OK: The only film class I’ve ever taken was a seminar on Billy Wilder with Andrew Sarris while I was in graduate school, so I make no claim for expertise. I did, however, spend the weekends of my adolescence watching my way through the entire B-movie library of the local video store. My knowledge of the often dreadful sci-fi, horror, and action films of the late-seventies through the eighties and early nineties is solid. I hold a great affection for these movies, which were often—especially in retrospect—unintentionally hilarious. (There are also the intentionally hilarious ones, like Evil Dead II and Re-Animator. I like those even better.)
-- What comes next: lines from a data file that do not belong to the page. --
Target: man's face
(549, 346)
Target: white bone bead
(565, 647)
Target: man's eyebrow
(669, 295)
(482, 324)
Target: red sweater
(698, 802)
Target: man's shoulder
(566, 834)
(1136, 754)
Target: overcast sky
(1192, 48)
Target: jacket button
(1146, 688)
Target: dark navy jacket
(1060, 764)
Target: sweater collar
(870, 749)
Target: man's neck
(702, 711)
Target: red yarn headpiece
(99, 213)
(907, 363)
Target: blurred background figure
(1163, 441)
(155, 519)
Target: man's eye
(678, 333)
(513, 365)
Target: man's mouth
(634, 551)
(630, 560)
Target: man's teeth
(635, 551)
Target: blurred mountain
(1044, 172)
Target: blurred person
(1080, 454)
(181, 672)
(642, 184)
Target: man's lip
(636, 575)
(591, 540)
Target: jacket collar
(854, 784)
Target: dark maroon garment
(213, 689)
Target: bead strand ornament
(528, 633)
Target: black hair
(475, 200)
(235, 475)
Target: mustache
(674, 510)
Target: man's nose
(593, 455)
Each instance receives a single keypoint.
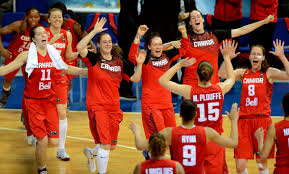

Modern B-movies, like Saw and Hostel and Hobo with a Shotgun and so forth, are typically much harder edged. I’m not as enthusiastic about those movies. So, in creating the character of Booth Dolan and all the movies I made up for him to feature in (New Roman Empire, Fangs of Fury, Rat Fiend!, Buffalo Roam, etc.), I was inspired by those earnestly bad B-movies I watched when I was growing up. I also went backward and better familiarized myself with the early films of Roger Corman, which are seriously trippy and again, much gentler than modern genre films. (The exception is in The Masque of Red Death when Vincent Price is killed by an attack of modern dance. Could there be a more gruesome way to go?) Then, I sort of put myself through my own personal “Introduction to Classic Film” course, supplemented by lots of reading about filmmaking, cinema history, and cinema theory. All that stuff went into the mix, helping me to figure out Booth and what he was all about, and just as important, what Sam (Booth’s son) is therefore reacting against in his own film work. Sam is way over on the other side of the moon with Dogme 95. And it’s not as simple as lowbrow versus highbrow. The gulf that exists between their cinematic affections speaks to vastly different personal experiences and desires.
Anyway, the last step in the process was to ask a trio of incredibly generous film professionals, headed by the estimable critic Glenn Kenny, to take a look at the book and challenge me on the bullshit. It was a long process, but I love movies, so it wasn’t too arduous. Netflix was a big help.
AE: Who will win the inevitable war between the Humanoids from the Deep and the C.H.U.D.?
OK: The Humanoids from the Deep, but it would be a good fight. If the Ghoulies entered the picture you’d have a free-for-all where anyone could come out on top. Speaking of Ghoulies, please look up the classic poster of a little goblin emerging from a toilet and featuring the tag line, “They’ll get you in the end!”
Andrew Ervin is the author of a collection of novellas, Extraordinary Renditions.